Medical professionals who accept Medicare are bound by the rules of the program. Because Medicare is administered by the federal government, there’s no room for error. Many practices use specialists who know the billing practices for Medicare and other health insurance companies.
Billing guidelines for Medicare are very strict, but they’re not unreasonable. Some might be a bit confusing because of the way they’re written, so it’s imperative to know how to handle situations, especially in complex billing circumstances. Two primary things can lead to criminal charges if they occur.
Double billing
Practitioners are only allowed to bill once for a service each time the service is provided. Some practices may have multi-layer billing practices, but it’s imperative to ensure that they don’t overlap for a single service. Medical professionals should always double check that only appropriate billing codes are being used for billing.

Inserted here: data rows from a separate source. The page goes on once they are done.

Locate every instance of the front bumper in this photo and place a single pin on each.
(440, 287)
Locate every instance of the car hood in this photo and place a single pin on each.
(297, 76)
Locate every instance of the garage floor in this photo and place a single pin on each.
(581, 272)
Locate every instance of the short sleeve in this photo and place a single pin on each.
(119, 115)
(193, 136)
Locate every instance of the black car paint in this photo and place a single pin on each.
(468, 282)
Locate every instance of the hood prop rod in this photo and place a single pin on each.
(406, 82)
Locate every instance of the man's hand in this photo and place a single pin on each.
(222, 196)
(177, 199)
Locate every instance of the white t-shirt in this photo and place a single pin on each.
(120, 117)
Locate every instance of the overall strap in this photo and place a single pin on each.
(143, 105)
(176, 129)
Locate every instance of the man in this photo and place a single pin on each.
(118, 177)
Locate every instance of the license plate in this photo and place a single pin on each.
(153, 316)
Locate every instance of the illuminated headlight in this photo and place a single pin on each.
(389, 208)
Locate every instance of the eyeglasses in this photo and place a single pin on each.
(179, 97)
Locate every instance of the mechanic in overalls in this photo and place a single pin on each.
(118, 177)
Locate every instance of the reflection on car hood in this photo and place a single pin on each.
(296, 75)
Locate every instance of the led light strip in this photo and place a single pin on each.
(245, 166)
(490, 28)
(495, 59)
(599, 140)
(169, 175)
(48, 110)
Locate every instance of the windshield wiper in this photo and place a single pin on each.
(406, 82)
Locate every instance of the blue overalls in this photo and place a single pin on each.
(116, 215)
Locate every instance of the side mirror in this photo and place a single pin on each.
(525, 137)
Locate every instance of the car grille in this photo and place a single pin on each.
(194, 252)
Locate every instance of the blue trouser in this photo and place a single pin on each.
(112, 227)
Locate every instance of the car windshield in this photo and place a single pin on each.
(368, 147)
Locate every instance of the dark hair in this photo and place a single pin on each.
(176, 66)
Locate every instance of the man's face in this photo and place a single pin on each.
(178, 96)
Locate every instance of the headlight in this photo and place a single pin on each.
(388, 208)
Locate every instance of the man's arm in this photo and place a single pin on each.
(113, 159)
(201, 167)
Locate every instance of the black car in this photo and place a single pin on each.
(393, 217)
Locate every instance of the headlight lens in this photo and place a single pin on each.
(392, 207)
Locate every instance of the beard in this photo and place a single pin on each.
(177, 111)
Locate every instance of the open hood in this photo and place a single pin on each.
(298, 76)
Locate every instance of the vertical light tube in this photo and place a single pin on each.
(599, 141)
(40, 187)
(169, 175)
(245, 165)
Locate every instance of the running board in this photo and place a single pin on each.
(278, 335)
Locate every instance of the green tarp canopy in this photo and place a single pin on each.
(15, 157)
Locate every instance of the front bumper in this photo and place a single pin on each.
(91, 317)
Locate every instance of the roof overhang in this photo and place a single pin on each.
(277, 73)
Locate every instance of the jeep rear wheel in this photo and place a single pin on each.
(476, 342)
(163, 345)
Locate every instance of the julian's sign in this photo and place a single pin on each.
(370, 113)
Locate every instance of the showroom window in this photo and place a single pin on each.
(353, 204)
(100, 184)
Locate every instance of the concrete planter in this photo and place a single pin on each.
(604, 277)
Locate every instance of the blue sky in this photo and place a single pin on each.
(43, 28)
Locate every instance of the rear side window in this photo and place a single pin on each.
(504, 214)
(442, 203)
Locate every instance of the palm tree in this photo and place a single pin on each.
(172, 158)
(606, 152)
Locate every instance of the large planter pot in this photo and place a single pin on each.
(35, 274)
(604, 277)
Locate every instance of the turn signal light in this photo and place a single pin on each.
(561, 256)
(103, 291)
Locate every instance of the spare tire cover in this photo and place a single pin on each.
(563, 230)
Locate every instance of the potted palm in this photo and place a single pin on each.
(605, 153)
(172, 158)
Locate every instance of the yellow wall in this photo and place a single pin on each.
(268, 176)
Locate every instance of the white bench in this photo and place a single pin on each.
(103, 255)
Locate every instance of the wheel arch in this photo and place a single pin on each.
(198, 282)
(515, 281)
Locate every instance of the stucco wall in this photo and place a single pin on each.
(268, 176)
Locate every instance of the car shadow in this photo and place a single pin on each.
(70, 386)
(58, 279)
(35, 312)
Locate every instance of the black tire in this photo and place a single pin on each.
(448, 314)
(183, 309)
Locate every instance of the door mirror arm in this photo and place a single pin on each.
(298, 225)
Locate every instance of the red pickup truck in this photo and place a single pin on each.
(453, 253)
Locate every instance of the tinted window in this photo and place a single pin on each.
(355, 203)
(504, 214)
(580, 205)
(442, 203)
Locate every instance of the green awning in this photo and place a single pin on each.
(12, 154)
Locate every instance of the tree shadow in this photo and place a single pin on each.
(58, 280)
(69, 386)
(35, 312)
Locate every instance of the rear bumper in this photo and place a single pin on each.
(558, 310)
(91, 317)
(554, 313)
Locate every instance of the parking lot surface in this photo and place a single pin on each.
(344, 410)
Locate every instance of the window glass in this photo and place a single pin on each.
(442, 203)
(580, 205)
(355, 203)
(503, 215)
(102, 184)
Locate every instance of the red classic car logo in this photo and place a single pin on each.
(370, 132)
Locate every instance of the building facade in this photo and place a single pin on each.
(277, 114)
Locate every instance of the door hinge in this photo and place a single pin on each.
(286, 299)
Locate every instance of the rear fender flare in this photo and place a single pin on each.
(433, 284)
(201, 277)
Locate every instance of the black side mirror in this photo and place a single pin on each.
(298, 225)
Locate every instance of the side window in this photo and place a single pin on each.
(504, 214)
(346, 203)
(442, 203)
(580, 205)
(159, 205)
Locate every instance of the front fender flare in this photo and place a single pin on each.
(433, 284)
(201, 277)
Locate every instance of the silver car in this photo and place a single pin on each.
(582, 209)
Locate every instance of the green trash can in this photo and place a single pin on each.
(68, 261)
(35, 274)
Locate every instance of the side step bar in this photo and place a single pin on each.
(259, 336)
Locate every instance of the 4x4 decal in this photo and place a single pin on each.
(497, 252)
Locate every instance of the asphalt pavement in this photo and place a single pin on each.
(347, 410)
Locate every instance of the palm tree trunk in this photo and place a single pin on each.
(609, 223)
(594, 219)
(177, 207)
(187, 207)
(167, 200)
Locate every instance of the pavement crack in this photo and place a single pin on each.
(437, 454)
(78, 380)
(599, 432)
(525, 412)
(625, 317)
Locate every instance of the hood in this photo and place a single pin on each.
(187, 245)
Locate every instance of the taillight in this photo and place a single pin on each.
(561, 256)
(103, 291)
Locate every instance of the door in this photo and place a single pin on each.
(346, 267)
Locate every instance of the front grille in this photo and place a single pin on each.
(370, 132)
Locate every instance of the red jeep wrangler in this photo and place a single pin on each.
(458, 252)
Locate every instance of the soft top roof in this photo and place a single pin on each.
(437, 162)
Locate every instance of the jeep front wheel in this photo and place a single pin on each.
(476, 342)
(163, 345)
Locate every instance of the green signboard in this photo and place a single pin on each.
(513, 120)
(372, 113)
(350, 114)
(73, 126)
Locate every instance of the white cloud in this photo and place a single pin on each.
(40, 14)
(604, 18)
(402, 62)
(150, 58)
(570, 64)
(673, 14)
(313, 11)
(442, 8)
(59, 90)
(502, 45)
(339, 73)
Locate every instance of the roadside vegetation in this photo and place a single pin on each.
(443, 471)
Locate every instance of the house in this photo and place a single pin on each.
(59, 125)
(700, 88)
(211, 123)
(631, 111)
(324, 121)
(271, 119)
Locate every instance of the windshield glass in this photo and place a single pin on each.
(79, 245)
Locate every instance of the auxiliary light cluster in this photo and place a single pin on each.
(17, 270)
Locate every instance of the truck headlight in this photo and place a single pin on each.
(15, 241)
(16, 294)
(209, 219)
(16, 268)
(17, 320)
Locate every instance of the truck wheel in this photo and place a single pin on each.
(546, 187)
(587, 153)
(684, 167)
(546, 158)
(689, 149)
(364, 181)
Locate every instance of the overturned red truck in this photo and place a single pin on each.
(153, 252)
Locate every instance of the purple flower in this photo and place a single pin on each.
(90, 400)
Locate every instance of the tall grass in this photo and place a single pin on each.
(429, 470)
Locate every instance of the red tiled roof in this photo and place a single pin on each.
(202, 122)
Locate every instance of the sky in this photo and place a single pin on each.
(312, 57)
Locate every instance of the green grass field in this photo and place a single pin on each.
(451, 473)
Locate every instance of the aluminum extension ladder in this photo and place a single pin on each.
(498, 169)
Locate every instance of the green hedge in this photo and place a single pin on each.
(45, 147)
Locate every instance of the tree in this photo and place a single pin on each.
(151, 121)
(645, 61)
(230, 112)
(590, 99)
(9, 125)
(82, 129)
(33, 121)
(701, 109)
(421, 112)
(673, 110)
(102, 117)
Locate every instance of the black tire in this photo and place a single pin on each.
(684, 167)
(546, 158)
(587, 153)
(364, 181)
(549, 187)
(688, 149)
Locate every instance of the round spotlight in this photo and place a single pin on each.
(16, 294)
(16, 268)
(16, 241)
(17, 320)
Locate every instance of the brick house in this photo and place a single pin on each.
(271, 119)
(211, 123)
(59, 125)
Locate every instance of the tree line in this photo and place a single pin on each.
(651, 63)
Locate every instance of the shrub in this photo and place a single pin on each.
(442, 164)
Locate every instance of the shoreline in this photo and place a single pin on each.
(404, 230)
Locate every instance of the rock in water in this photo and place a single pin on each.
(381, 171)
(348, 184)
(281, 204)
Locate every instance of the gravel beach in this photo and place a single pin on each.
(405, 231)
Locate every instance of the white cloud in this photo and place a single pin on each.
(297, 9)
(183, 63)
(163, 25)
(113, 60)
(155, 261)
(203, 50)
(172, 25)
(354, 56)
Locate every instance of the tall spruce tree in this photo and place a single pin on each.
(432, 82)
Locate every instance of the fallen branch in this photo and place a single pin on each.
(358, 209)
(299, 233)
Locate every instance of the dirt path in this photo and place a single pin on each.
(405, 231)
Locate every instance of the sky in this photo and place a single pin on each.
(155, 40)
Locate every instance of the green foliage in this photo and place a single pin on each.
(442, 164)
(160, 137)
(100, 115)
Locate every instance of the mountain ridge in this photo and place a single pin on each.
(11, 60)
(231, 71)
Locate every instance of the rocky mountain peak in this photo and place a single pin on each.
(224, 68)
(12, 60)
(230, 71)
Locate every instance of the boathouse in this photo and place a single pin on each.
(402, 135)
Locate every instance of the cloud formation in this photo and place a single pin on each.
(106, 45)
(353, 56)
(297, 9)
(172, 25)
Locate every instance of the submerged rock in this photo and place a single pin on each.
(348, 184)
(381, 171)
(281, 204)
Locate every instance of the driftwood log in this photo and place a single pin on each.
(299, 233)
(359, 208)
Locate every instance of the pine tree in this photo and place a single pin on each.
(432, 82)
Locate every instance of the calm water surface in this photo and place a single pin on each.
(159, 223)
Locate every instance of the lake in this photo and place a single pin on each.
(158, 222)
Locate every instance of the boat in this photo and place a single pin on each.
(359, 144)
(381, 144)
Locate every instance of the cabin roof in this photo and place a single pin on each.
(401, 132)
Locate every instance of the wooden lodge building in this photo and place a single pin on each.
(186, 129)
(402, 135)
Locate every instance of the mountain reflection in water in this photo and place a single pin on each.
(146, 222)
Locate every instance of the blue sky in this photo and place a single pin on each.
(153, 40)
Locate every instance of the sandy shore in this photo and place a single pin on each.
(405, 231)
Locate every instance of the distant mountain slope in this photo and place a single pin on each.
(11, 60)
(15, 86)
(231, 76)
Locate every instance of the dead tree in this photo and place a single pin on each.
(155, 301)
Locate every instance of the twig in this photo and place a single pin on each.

Billing for services not provided
Another issue occurs when providers bill Medicare for services they didn’t provide to a specific patient. One problem that might happen is when medical professionals use inclusive billing codes that have charges within them for things the doctor didn’t perform on the patient. In those cases, billing for individual services and supplies may be a safer option.
Medicare fraud is a criminal charge that comes with significant penalties. Professionals who have been charged with this crime should ensure they fully understand the charges against them and the defense strategies they may utilize. Working with someone familiar with this type of charge is beneficial so they can guide the defense.